This work addresses a critical limitation in current AI systems, which predominantly focus on task outputs or static knowledge while neglecting the continuous optimization of internal reasoning structures, action scheduling, and learning mechanisms. The paper proposes a human-inspired continual learning framework that explicitly models internal reasoning processes as learnable entities. By capturing structured reasoning trajectories, the framework simultaneously refines task performance and cognitive architecture during execution. It integrates sequential reasoning models with a parallel learning architecture, unifying modules for reasoning, action, reflection, and verification. A hierarchical meta-learning mechanism is introduced to jointly optimize task-specific parameters and learning strategies. Evaluated on a temperature sensor anomaly detection task, the approach reduces average runtime by 23.9% while maintaining system stability.

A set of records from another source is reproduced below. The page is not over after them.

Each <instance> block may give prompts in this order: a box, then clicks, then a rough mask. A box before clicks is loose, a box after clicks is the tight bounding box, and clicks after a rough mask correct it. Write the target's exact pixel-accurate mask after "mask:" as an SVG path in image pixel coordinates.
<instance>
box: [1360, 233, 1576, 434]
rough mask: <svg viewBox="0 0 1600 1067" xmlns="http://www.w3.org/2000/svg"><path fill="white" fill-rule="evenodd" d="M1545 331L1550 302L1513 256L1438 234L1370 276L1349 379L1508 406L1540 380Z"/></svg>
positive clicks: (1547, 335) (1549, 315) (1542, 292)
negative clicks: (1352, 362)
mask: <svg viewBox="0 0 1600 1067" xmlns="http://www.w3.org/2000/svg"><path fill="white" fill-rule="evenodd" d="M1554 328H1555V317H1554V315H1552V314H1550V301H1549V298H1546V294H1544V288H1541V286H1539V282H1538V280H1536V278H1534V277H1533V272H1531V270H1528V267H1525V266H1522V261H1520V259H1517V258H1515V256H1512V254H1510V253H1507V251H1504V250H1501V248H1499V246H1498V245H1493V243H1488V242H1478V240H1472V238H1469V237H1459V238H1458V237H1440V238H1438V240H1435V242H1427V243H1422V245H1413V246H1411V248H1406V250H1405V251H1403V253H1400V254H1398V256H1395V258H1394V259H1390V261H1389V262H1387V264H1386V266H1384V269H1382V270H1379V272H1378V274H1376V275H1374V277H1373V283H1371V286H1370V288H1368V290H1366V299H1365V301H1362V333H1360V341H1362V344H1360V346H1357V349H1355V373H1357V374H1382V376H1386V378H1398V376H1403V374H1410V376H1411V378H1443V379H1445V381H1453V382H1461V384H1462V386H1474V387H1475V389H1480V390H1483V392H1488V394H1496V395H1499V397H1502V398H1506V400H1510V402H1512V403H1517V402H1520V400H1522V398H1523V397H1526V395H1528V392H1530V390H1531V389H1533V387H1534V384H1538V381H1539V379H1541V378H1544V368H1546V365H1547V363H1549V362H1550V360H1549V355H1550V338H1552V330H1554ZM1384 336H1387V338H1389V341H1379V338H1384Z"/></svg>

Learning internal reasoning processes is crucial for developing AI systems capable of sustained adaptation in dynamic real-world environments. However, most existing approaches primarily emphasize learning task-specific outputs or static knowledge representations, while overlooking the continuous refinement of internal reasoning structures, action scheduling policies, and learning mechanisms themselves. In this paper, we propose a human-inspired continuous learning framework that unifies reasoning, action, reflection, and verification within a sequential reasoning model enhanced by parallel learning. The framework explicitly treats internal thinking processes as primary learning objects. It systematically records internal reasoning trajectories and environmental interactions as structured learning material, enabling the system to optimize not only task-level content but also the organization, scheduling, and evolution of reasoning activities. This design realizes learning alongside processing, allowing cognitive structures to improve during execution. Furthermore, the framework supports controlled replacement of predefined logic with learned procedures and introduces a hierarchical learning-to-learn mechanism that jointly adapts task-level parameters and learning strategies. As a result, the system progressively evolves its internal cognitive architecture while preserving operational stability. Experimental results on a temperature sensor abnormality detection task show that incorporating internal-process learning reduces average runtime by 23.9%.